Le Proxy n’est pas un appareil “débutant” au sens classique. Pas à cause de la manipulation — elle est simple. Mais parce que les vaporisateurs pour concentrés demandent un minimum de connaissances. Quelle quantité de matière je charge ? Quelle température pour quel concentré ? Comment je nettoie la chambre sans l’endommager ? Ce sont des questions que les vaporisateurs pour herbes sèches ne posent pas.

Bien adapté pour :

  • Les passionnés de concentrés qui ne veulent pas sacrifier la qualité en déplacement
  • Les propriétaires de Peak Pro qui cherchent une alternative portable
  • Les personnes qui accordent de l’importance au goût et à une vaporisation homogène
  • Les collectionneurs et les bricoleurs qui apprécient le design modulaire

Moins adapté pour :

  • Les utilisateurs “herbes sèches” (le Proxy ne peut PAS vaporiser des herbes sèches !)
  • Les débutants absolus sans expérience avec les concentrés
  • Ceux qui ont besoin d’une autonomie maximale (sorties outdoor, festivals)
  • Les acheteurs soucieux du prix — des wax pens plus abordables existent dès 30 EUR

Évolution des prix et prix actuel

Le Puffco Proxy a été lancé avec un prix de détail conseillé de 299 USD. Depuis, le prix a nettement baissé — surtout sur le marché européen. Actuellement, vous pouvez le trouver à partir d’environ 89 EUR dans la comparaison des prix internationale. C’est une chute de prix massive qui fait du Proxy l’un des meilleurs deals dans la catégorie concentrés.

Regarde l’évolution des prix ci-dessus avant d’acheter. Les prix varient en fonction de la boutique et des promotions, parfois fortement. Surtout autour de Black Friday et du 4/20, on trouve régulièrement de bonnes affaires.


Conclusion — le Puffco Proxy en vaut-il la peine ?

Le Puffco Proxy fait beaucoup de choses très bien. La chambre 3D offre une vaporisation homogène et riche en saveurs. Le verre Bubbler refroidit nettement la vapeur. Le design modulaire est finement pensé et prolonge la durée de vie. La finition est au niveau attendu d’un fabricant premium.

Mais c’est aussi un produit de niche. Un vaporisateur pour concentrés pour des personnes qui savent ce qu’elles veulent. Ce n’est pas une “poule aux œufs d’or” qui sait tout faire. Si vous voulez vaporiser des herbes sèches, vous aurez besoin d’un autre appareil.
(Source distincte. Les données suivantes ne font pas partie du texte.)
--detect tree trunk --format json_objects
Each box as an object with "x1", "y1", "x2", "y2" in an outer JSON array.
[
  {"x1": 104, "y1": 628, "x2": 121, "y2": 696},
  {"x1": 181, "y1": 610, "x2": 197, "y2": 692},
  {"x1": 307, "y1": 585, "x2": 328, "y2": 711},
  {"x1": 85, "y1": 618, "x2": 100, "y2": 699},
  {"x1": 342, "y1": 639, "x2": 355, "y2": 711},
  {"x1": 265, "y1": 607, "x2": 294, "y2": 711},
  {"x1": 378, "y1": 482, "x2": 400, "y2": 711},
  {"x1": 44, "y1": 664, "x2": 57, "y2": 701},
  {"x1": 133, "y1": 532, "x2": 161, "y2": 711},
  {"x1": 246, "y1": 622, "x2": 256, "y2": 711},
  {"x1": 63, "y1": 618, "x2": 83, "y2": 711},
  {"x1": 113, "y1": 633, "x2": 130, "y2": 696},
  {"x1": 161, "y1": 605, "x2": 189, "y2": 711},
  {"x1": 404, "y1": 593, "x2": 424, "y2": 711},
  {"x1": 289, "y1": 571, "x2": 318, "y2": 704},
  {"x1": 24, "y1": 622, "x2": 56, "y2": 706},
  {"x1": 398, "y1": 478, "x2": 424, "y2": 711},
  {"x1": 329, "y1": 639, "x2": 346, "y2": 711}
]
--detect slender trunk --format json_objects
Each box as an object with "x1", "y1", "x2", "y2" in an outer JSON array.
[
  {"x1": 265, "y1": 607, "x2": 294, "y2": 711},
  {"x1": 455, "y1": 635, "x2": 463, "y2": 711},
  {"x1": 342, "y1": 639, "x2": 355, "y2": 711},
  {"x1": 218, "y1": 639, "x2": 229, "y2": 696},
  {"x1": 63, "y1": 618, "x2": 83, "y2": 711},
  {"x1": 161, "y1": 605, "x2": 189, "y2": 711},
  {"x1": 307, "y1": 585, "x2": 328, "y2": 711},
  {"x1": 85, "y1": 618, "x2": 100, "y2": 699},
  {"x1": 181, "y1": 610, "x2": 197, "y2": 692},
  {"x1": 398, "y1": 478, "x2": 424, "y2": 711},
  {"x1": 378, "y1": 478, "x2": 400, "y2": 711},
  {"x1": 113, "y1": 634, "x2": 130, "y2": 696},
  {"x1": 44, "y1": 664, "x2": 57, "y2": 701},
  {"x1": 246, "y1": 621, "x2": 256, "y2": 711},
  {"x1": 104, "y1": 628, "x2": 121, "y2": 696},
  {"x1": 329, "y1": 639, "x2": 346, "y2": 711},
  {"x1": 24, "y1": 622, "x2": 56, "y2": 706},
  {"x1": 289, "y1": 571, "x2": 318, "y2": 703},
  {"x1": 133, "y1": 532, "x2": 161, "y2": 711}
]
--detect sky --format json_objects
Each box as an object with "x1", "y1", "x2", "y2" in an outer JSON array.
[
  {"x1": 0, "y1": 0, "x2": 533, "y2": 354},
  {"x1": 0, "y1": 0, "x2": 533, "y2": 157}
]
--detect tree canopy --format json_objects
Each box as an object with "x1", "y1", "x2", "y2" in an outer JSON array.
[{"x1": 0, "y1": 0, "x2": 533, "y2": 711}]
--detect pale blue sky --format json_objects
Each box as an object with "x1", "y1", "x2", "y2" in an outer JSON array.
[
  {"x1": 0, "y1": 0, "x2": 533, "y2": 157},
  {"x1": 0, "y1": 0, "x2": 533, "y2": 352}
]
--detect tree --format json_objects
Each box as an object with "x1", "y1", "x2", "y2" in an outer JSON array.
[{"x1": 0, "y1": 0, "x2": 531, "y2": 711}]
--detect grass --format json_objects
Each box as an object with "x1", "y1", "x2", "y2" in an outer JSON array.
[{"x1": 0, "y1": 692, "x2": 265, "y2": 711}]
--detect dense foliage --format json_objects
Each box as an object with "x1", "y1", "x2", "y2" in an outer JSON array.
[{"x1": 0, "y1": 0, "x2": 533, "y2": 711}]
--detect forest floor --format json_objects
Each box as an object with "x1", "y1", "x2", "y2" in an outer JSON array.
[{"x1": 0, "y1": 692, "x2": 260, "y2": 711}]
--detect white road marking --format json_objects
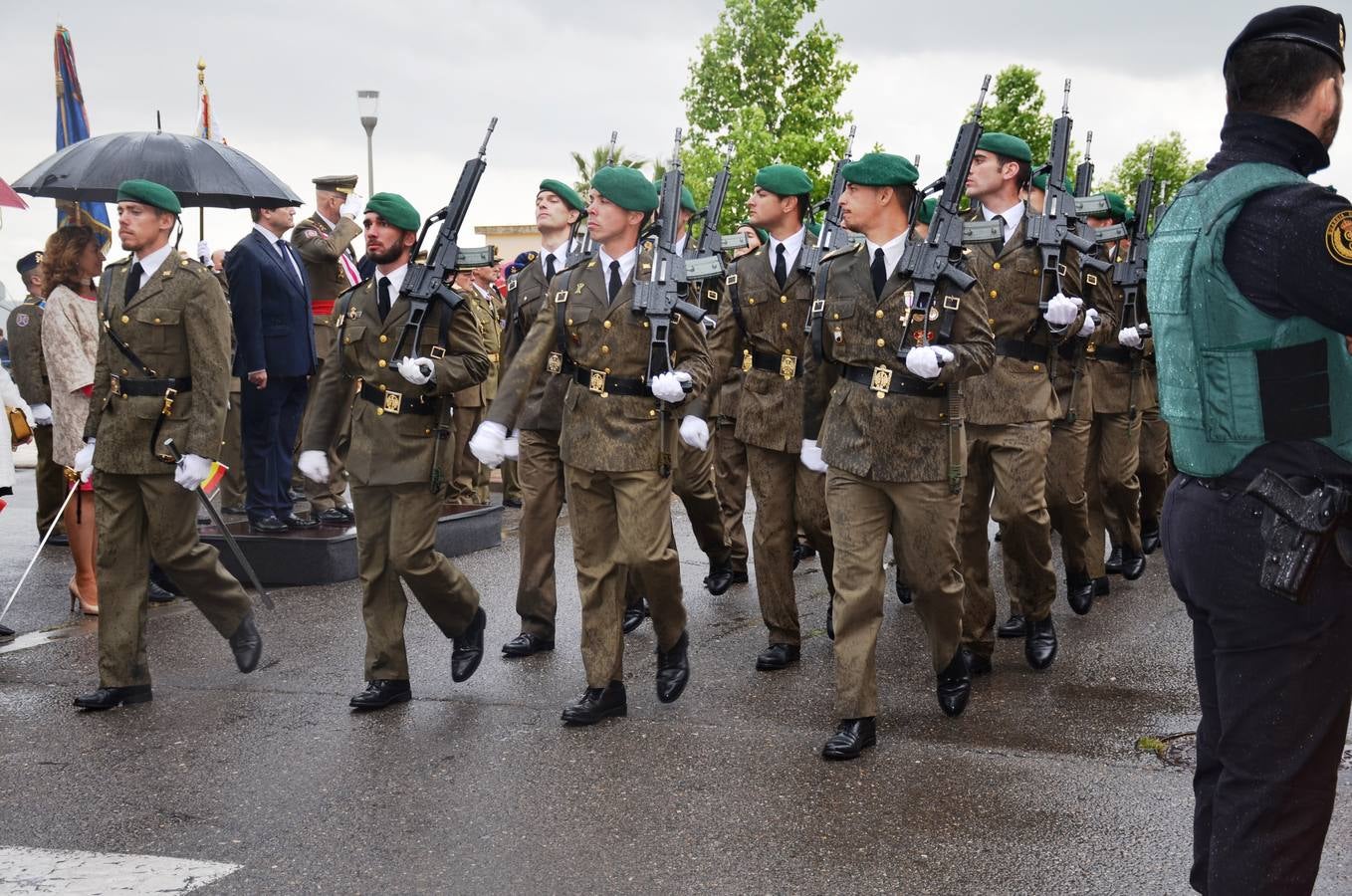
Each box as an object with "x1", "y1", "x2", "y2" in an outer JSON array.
[{"x1": 0, "y1": 846, "x2": 241, "y2": 896}]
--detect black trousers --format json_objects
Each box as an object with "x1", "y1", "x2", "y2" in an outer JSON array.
[
  {"x1": 1162, "y1": 474, "x2": 1352, "y2": 896},
  {"x1": 239, "y1": 377, "x2": 310, "y2": 519}
]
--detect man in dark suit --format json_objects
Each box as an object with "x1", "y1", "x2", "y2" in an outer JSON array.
[{"x1": 226, "y1": 205, "x2": 318, "y2": 533}]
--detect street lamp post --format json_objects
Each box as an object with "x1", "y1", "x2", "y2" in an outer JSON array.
[{"x1": 357, "y1": 91, "x2": 380, "y2": 196}]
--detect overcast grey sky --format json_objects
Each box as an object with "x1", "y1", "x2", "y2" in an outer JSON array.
[{"x1": 0, "y1": 0, "x2": 1352, "y2": 301}]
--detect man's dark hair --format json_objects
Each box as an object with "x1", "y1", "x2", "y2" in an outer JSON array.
[{"x1": 1225, "y1": 41, "x2": 1340, "y2": 114}]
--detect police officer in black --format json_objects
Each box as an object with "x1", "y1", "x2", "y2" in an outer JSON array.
[{"x1": 1137, "y1": 7, "x2": 1352, "y2": 895}]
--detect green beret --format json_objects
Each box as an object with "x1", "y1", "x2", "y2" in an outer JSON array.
[
  {"x1": 915, "y1": 196, "x2": 938, "y2": 224},
  {"x1": 117, "y1": 181, "x2": 182, "y2": 215},
  {"x1": 756, "y1": 165, "x2": 812, "y2": 196},
  {"x1": 540, "y1": 177, "x2": 586, "y2": 212},
  {"x1": 365, "y1": 193, "x2": 422, "y2": 232},
  {"x1": 592, "y1": 165, "x2": 657, "y2": 212},
  {"x1": 841, "y1": 152, "x2": 921, "y2": 186},
  {"x1": 976, "y1": 131, "x2": 1033, "y2": 165}
]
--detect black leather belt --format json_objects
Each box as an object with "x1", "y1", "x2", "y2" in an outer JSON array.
[
  {"x1": 573, "y1": 367, "x2": 653, "y2": 396},
  {"x1": 841, "y1": 363, "x2": 944, "y2": 398},
  {"x1": 109, "y1": 373, "x2": 192, "y2": 397},
  {"x1": 358, "y1": 382, "x2": 437, "y2": 415}
]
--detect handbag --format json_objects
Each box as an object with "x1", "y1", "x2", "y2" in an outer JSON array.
[{"x1": 8, "y1": 408, "x2": 33, "y2": 450}]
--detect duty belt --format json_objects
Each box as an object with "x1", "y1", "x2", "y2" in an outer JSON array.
[
  {"x1": 358, "y1": 382, "x2": 437, "y2": 415},
  {"x1": 573, "y1": 367, "x2": 653, "y2": 396},
  {"x1": 841, "y1": 363, "x2": 944, "y2": 398}
]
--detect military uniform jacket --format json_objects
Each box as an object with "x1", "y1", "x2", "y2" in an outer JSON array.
[
  {"x1": 803, "y1": 243, "x2": 995, "y2": 483},
  {"x1": 502, "y1": 256, "x2": 569, "y2": 432},
  {"x1": 5, "y1": 296, "x2": 52, "y2": 404},
  {"x1": 488, "y1": 251, "x2": 710, "y2": 473},
  {"x1": 690, "y1": 246, "x2": 812, "y2": 454},
  {"x1": 964, "y1": 211, "x2": 1084, "y2": 426},
  {"x1": 84, "y1": 253, "x2": 230, "y2": 476},
  {"x1": 291, "y1": 212, "x2": 361, "y2": 312}
]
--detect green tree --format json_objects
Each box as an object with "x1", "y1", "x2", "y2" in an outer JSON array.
[
  {"x1": 1100, "y1": 131, "x2": 1206, "y2": 214},
  {"x1": 681, "y1": 0, "x2": 858, "y2": 230}
]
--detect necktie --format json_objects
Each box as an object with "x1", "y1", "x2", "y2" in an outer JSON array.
[
  {"x1": 868, "y1": 247, "x2": 887, "y2": 299},
  {"x1": 376, "y1": 277, "x2": 389, "y2": 323},
  {"x1": 121, "y1": 261, "x2": 146, "y2": 306}
]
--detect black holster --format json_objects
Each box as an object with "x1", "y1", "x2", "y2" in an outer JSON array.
[{"x1": 1243, "y1": 469, "x2": 1352, "y2": 602}]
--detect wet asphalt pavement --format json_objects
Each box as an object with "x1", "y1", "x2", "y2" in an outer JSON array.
[{"x1": 0, "y1": 470, "x2": 1352, "y2": 895}]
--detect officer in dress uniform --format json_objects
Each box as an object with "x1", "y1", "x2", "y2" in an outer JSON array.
[
  {"x1": 1137, "y1": 7, "x2": 1352, "y2": 896},
  {"x1": 75, "y1": 180, "x2": 262, "y2": 710}
]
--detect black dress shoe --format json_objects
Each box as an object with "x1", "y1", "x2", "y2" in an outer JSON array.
[
  {"x1": 822, "y1": 716, "x2": 877, "y2": 760},
  {"x1": 657, "y1": 631, "x2": 690, "y2": 703},
  {"x1": 450, "y1": 607, "x2": 488, "y2": 683},
  {"x1": 562, "y1": 681, "x2": 628, "y2": 726},
  {"x1": 1023, "y1": 613, "x2": 1056, "y2": 672},
  {"x1": 756, "y1": 645, "x2": 801, "y2": 672},
  {"x1": 995, "y1": 613, "x2": 1024, "y2": 638},
  {"x1": 934, "y1": 650, "x2": 972, "y2": 718},
  {"x1": 1065, "y1": 573, "x2": 1094, "y2": 616},
  {"x1": 249, "y1": 514, "x2": 287, "y2": 534},
  {"x1": 347, "y1": 678, "x2": 414, "y2": 710},
  {"x1": 1141, "y1": 518, "x2": 1160, "y2": 555},
  {"x1": 962, "y1": 647, "x2": 993, "y2": 676},
  {"x1": 705, "y1": 563, "x2": 733, "y2": 597},
  {"x1": 624, "y1": 597, "x2": 647, "y2": 635},
  {"x1": 1122, "y1": 548, "x2": 1145, "y2": 581},
  {"x1": 1103, "y1": 545, "x2": 1122, "y2": 575},
  {"x1": 75, "y1": 684, "x2": 151, "y2": 710},
  {"x1": 230, "y1": 612, "x2": 262, "y2": 673},
  {"x1": 503, "y1": 631, "x2": 555, "y2": 657}
]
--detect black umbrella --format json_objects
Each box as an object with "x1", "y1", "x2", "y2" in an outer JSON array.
[{"x1": 14, "y1": 131, "x2": 300, "y2": 208}]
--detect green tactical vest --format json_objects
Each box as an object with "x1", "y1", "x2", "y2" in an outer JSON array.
[{"x1": 1149, "y1": 162, "x2": 1352, "y2": 477}]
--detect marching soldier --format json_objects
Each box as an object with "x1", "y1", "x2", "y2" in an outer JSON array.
[
  {"x1": 300, "y1": 193, "x2": 488, "y2": 710},
  {"x1": 5, "y1": 251, "x2": 67, "y2": 545},
  {"x1": 959, "y1": 131, "x2": 1084, "y2": 674},
  {"x1": 471, "y1": 167, "x2": 709, "y2": 725},
  {"x1": 681, "y1": 165, "x2": 833, "y2": 672},
  {"x1": 75, "y1": 180, "x2": 262, "y2": 710},
  {"x1": 799, "y1": 152, "x2": 994, "y2": 760},
  {"x1": 291, "y1": 174, "x2": 362, "y2": 526}
]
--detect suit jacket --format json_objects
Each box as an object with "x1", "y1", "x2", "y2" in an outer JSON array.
[
  {"x1": 84, "y1": 253, "x2": 230, "y2": 476},
  {"x1": 488, "y1": 241, "x2": 709, "y2": 473},
  {"x1": 226, "y1": 230, "x2": 315, "y2": 377}
]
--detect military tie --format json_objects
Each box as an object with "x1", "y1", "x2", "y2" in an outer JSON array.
[
  {"x1": 868, "y1": 246, "x2": 887, "y2": 299},
  {"x1": 376, "y1": 277, "x2": 389, "y2": 323},
  {"x1": 121, "y1": 261, "x2": 146, "y2": 307}
]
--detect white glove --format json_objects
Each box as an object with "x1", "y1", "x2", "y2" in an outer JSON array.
[
  {"x1": 797, "y1": 439, "x2": 826, "y2": 473},
  {"x1": 338, "y1": 193, "x2": 366, "y2": 220},
  {"x1": 680, "y1": 415, "x2": 709, "y2": 451},
  {"x1": 296, "y1": 450, "x2": 329, "y2": 483},
  {"x1": 399, "y1": 358, "x2": 437, "y2": 385},
  {"x1": 173, "y1": 454, "x2": 211, "y2": 492},
  {"x1": 469, "y1": 420, "x2": 507, "y2": 466},
  {"x1": 1042, "y1": 294, "x2": 1084, "y2": 328},
  {"x1": 72, "y1": 439, "x2": 94, "y2": 483},
  {"x1": 1075, "y1": 309, "x2": 1099, "y2": 339},
  {"x1": 906, "y1": 346, "x2": 953, "y2": 379},
  {"x1": 649, "y1": 370, "x2": 691, "y2": 404}
]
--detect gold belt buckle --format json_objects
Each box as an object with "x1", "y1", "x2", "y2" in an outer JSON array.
[{"x1": 868, "y1": 363, "x2": 892, "y2": 398}]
Et si vous n’avez jamais travaillé avec des concentrés, il vaut mieux vous renseigner avant.

Pour le prix actuel dans la rue, autour de 89 EUR, tu obtiens toutefois une quantité impressionnante d’appareil. L’année dernière, on aurait payé le double. Si tu cherches un vaporisateur portable pour concentrés qui en fait plus que les wax pens habituels, le Proxy fait partie des meilleures options du marché. La communauté r/puffco pense la même chose — et ce n’est pas exactement leur style de faire des éloges sans recul.

Note : 8/10 — Excellente qualité de vapeur et design malin, points à retirer pour l’autonomie et la courbe d’apprentissage pour les débutants en concentrés.